Ti invito piuttosto a stare con quello che c’è, più in contatto con te stesso; non ce nulla di sbagliato nel guardare dentro se stessi, può non essere piacevole, a tratti, ma non fa mai male davvero.

Puoi magari avere delle lievi sensazioni spiacevoli, come nell’esempio dell’ansia, ma poi se ne vanno o si diradano tantissimo e, alla fine, trovi la pace; e quindi, soprattutto a lungo andare l’esperienza negativa si trasforma in un qualcosa di positivo.

In linea di massima si può dire, quindi, che le esperienza negative si possono avere con certe meditazioni particolari, se non si è allenati e non si sa cosa si sta facendo; se si ha che fare con le meditazioni più classiche: Mindfulness, Vipassana, Samatha, la meditazione per indaffarati o lo Zen, abbiamo a che fare con meditazioni molto collaudate, ed esperienze negative è molto difficile averne.

Quando parliamo poi di meditazioni come quella dell’apertura del cuore, si tratta di una meditazione piacevolissima che ti lascia un gran senso di pace e di amorevolezza; sebbene ci siano dei passaggi in cui potresti trovare delle difficoltà, e lì potresti interpretare queste difficoltà in modo negativo.

Ci sono delle cose di noi che non ci piacciono, infatti, e in questo caso potrebbe subentrare un rifiuto, e quindi rifiutare la meditazione in se ritenendola negativa.

Ma non è una negatività nel senso che ti fa del male: ognuno di noi ha il suo modo di stare al mondo e magari può ritenere che certe cose non facciano per lui.

Io penso che quando uno si dedica alla meditazione e inizia con la pratica della consapevolezza, poi favorisce l’apertura del cuore con la pratica di Metta, sono tutte cose che possono essere accolte molto benevolmente e anche qui è molto difficile avere delle esperienze negative; direi che si rasenta lo zero, se si scartano dei momenti poco piacevoli che emergono proprio perché stiamo guardando dentro noi stessi.

Diceva Padre Pio: “Chi non medita è come colui che non si specchia mai”.

meditazione come viaGuardarci allo specchio, certe volte, ci fa vedere delle rughe o altre cose di noi stessi che non amiamo; però siamo noi e se, alla fine, impariamo ad accettarci e torniamo ad amarci, alla fine diventa tutto meraviglioso.

Quindi al di là di alcuni momenti in cui patiamo perché abbiamo visto allo specchio cose che non ci piacciono, una volta attraversati quei momenti andiamo tranquilli; e farei fatica a definire lo specchio come una cosa negativa.

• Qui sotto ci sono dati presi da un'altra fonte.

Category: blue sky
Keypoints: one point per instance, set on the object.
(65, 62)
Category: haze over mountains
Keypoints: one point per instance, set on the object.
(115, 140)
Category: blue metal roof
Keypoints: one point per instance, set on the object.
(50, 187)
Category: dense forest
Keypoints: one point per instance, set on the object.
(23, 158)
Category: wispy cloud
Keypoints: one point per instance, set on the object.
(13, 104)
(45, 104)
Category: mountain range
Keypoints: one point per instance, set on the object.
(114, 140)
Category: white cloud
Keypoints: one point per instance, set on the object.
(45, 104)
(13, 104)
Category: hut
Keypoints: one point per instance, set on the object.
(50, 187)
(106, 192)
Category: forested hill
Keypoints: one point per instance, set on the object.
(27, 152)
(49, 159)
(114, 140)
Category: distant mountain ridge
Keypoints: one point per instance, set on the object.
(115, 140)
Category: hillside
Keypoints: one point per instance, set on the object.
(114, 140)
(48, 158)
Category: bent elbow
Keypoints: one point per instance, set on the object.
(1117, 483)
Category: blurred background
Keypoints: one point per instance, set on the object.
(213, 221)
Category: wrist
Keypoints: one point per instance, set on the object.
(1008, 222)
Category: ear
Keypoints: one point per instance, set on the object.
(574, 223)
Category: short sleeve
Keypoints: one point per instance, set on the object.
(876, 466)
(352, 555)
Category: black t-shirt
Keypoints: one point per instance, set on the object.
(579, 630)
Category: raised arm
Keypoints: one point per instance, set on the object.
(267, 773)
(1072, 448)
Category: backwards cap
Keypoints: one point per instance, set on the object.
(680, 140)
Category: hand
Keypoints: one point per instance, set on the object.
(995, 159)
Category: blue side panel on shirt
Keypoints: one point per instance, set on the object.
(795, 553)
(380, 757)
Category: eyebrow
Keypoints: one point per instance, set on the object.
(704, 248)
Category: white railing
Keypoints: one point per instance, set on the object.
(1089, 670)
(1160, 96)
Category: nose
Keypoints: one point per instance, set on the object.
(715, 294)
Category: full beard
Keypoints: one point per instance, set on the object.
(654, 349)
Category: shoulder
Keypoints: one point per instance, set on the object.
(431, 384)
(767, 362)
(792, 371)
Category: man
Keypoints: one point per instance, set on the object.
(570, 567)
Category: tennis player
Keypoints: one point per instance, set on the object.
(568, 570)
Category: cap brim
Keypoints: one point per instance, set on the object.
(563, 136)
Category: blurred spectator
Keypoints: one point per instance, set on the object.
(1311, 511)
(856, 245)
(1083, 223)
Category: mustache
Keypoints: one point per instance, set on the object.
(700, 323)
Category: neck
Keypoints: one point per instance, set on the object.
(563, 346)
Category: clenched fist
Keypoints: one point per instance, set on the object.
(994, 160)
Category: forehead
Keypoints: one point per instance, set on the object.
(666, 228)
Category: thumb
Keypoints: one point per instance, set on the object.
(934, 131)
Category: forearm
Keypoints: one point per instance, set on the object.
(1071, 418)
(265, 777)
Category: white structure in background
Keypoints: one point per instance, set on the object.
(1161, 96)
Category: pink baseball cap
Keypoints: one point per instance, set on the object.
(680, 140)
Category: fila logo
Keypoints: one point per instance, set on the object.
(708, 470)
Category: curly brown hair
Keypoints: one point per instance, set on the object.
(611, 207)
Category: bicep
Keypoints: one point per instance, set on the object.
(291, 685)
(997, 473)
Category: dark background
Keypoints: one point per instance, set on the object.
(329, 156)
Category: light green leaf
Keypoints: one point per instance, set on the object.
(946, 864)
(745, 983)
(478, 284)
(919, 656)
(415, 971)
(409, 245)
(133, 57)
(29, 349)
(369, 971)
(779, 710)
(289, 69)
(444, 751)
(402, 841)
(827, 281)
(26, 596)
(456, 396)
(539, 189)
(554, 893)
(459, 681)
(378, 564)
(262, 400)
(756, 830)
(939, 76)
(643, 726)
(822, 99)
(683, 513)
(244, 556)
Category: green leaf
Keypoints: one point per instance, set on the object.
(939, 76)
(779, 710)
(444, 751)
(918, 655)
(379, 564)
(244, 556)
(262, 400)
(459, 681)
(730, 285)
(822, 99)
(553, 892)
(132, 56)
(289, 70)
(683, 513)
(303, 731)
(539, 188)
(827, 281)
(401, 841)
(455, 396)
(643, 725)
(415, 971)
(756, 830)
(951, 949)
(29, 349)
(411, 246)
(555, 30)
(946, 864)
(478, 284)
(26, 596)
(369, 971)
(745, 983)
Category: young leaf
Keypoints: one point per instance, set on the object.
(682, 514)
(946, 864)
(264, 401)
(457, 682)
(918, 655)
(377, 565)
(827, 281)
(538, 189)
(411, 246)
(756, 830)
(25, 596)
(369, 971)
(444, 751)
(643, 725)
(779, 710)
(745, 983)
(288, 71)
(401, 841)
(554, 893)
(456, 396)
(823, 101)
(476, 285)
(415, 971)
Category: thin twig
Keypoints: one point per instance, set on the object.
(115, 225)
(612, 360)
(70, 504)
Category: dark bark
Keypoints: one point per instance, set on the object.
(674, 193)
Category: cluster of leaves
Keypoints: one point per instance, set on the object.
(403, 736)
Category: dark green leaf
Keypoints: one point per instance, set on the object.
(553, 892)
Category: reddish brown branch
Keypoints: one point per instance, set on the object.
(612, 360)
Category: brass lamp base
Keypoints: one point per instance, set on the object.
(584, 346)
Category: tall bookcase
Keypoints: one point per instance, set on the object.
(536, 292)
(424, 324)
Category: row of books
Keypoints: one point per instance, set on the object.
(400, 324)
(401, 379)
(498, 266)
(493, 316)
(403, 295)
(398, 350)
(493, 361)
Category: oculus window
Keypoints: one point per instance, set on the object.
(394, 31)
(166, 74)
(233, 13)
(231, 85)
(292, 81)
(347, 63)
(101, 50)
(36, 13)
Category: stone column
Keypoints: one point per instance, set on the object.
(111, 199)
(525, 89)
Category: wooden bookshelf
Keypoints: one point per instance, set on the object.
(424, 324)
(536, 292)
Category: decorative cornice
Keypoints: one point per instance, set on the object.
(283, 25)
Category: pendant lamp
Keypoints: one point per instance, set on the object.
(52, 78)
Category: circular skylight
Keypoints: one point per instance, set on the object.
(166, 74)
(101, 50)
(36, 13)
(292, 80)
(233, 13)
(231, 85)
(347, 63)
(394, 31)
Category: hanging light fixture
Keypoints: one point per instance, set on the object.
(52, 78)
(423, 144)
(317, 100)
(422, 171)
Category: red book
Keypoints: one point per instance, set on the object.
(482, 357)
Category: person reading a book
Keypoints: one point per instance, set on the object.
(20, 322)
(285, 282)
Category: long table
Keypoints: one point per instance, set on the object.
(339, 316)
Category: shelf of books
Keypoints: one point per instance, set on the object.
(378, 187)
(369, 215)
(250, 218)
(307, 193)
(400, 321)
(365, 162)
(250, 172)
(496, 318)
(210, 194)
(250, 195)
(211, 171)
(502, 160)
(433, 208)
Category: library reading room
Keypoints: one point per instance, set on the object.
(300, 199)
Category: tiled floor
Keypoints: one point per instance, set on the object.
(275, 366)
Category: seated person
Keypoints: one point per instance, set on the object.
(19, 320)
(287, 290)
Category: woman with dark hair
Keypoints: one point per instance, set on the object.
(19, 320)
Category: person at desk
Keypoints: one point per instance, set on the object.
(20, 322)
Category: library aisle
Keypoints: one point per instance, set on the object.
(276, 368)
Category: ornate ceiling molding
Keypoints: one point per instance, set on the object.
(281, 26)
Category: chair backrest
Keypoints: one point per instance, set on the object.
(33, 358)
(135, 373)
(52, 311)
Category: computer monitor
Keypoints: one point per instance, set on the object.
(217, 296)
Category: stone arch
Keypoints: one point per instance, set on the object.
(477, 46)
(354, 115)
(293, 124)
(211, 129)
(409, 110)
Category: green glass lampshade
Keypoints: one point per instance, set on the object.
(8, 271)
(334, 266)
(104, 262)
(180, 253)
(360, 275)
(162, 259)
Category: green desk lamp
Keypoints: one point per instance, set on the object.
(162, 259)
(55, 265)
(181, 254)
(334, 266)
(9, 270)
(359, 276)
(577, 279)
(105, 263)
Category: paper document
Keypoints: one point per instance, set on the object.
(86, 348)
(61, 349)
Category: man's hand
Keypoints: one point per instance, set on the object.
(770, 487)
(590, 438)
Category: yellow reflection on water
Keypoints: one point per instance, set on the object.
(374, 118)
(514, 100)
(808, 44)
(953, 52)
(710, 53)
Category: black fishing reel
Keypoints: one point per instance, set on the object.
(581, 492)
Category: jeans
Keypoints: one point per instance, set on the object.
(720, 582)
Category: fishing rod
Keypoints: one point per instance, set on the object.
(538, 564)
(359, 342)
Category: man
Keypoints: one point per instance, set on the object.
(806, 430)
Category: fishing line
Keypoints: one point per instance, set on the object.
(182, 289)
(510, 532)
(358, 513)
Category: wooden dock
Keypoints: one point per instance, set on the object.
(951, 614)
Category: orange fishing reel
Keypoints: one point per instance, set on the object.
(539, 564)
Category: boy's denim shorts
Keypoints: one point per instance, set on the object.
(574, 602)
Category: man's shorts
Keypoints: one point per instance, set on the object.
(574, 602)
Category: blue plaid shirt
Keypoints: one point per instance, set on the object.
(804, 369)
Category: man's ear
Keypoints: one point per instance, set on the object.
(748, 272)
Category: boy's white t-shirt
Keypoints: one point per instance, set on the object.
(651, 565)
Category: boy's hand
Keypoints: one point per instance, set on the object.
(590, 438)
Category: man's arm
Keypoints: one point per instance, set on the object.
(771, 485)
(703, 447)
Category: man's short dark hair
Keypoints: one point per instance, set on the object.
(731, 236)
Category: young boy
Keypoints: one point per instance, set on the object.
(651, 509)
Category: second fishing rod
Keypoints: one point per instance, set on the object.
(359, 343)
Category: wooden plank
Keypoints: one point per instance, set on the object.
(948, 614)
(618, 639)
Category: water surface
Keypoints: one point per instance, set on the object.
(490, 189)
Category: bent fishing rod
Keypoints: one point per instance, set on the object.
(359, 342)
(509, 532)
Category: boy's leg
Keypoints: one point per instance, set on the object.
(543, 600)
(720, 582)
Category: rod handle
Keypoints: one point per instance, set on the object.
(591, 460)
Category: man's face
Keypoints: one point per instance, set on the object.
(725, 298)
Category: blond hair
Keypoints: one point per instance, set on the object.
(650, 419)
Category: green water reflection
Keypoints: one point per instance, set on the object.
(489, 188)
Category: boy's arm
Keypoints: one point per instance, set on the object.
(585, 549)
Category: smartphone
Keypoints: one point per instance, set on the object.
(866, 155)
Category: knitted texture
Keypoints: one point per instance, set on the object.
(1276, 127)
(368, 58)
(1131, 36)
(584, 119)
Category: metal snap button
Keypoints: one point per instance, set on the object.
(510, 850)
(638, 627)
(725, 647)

Spero di essere riuscito ad esprimere il perché, nel mio campo esperienziale, sia molto difficile parlare di vere esperienze negative al di là di alcuni momenti reattivi.

Se invece parliamo di profonde esperienze negative, ho sentito parlare di alcuni che dicevano che la meditazione avrebbe fatto entrare in loro il diavolo o cose del genere; io non le conosco queste persone, prendo per buono quello che dicono, ma bisognerebbe vedere chi sono queste persone e che tipo di meditazioni hanno fatto; difficilmente una tecnica di autoconsapevolezza pota a questo: la consapevolezza non porta ad altro che a stare meglio con noi stessi, il semplice guardarci allo specchio non ci fa vedere dei mostri ma solo noi stessi.

Se poi siamo un po’ mostruosi, pazienza, impareremo a conviverci e, con il tempo, a migliorarci.

Ecco a cosa portano le meditazioni di autoconsapevolezza: a migliorarci, proprio guardandoci allo specchio nonostante, talvolta, si possa vedere qualcosa che non ci piace.

Quindi, ripeto, difficilmente le meditazioni classiche possono portare a qualcosa di negativo; anzi, tenderei proprio ad escluderlo, perlomeno basandomi sulla mia esperienza personale.